A veces basta la ausencia de una persona para que toda una existencia quede al descubierto. Guillermo, el protagonista de «Un hombre de verdad», es un reputado neurocirujano de setenta años convencido de que el mundo funciona como siempre ha funcionado. Su mujer se ocupa de la casa, de todas las tareas cotidianas así como de esos pequeños detalles invisibles que sostienen la vida diaria. Pero cuando ella muere de forma repentina se enfrenta a una realidad incómoda: nunca ha sabido cuidarse.

Sobre esa premisa construye su primer largometraje Liteo Pedregal, una comedia que reflexiona sobre los roles de género, las herencias culturales y la posibilidad de cambiar incluso cuando parece demasiado tarde. Sin embargo, el director rechaza cualquier lectura combativa de la película: «Es feminista, a favor de la igualdad, pero no contra algo», explica. «No he hecho una cinta que intente atacar o agredir a alguien», añade.
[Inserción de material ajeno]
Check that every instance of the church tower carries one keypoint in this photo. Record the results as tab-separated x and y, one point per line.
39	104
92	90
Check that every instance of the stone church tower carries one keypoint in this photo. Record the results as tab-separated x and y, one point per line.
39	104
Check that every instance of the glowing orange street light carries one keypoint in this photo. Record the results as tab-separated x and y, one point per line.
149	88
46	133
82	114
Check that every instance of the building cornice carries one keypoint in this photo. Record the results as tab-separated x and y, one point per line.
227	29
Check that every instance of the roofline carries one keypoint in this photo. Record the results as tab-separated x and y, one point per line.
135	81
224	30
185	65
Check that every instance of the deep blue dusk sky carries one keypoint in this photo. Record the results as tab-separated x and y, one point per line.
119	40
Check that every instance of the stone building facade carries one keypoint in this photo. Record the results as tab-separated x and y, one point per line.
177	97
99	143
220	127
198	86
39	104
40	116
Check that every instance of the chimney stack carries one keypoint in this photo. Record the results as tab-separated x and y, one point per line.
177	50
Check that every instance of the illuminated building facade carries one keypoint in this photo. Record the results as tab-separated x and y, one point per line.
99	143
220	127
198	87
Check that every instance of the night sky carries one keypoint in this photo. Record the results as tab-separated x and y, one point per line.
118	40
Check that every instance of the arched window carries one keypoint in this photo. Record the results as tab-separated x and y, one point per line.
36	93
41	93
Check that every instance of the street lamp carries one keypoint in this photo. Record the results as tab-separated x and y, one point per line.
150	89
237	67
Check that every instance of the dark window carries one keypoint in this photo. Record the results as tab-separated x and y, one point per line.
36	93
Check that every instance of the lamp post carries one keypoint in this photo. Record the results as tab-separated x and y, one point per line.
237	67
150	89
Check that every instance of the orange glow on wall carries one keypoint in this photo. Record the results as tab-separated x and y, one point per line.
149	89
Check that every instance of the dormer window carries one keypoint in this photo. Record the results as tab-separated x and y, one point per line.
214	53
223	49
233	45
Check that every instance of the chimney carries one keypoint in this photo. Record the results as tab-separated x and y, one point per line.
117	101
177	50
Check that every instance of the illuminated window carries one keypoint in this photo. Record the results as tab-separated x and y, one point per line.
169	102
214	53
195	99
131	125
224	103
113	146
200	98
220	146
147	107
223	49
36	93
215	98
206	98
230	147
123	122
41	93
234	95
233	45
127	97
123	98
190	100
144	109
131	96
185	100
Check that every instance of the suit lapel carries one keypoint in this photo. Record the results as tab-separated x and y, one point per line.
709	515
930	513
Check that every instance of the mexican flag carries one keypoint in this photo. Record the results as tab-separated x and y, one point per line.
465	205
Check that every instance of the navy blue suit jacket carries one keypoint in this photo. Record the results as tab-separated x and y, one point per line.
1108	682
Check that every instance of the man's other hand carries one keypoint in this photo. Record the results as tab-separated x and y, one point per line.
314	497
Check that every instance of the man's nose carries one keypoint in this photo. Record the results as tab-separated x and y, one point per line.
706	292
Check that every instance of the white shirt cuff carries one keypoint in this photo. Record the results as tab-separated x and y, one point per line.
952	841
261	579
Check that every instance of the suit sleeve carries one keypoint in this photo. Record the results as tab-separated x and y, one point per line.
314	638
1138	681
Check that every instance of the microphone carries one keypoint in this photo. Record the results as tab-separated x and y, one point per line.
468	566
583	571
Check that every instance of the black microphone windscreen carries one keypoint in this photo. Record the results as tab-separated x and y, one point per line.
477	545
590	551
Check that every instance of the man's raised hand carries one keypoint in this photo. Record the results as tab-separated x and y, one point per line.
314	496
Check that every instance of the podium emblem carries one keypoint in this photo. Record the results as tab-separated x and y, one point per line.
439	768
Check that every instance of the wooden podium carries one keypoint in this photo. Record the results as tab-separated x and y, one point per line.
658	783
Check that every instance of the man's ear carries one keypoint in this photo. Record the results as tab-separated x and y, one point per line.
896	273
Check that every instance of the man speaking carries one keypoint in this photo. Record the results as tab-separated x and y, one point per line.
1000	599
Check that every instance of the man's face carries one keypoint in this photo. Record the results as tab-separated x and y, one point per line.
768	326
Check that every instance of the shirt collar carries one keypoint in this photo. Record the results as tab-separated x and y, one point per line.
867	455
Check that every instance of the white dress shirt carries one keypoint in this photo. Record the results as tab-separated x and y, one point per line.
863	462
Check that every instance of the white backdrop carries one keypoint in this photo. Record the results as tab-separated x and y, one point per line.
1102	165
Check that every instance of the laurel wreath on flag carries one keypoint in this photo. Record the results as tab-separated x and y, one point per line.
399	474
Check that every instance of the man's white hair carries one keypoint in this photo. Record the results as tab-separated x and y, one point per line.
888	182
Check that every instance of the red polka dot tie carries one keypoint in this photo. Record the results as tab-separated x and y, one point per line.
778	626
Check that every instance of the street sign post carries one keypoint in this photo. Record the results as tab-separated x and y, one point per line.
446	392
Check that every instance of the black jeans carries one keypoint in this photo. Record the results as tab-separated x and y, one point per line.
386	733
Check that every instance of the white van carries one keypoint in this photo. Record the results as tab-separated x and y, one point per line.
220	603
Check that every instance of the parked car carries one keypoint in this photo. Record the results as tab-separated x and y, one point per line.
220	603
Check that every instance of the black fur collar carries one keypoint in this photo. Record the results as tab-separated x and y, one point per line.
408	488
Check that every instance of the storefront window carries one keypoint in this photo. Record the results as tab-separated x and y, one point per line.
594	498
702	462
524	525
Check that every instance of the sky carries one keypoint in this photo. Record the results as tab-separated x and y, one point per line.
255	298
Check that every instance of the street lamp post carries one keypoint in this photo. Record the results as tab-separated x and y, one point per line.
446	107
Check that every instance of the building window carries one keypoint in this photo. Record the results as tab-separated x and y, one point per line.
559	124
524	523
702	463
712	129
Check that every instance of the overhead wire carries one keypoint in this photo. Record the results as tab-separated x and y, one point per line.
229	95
Por el contrario, Pedregal elige el humor y la cercanía para abordar comportamientos que durante mucho tiempo fueron asumidos como «normales».

La transformación de Guillermo se produce gracias a las mujeres que lo rodean: su hija, una amante y una vecina. Son ellas quienes le obligan a cuestionar una educación sentimental construida sobre la dependencia y los privilegios masculinos.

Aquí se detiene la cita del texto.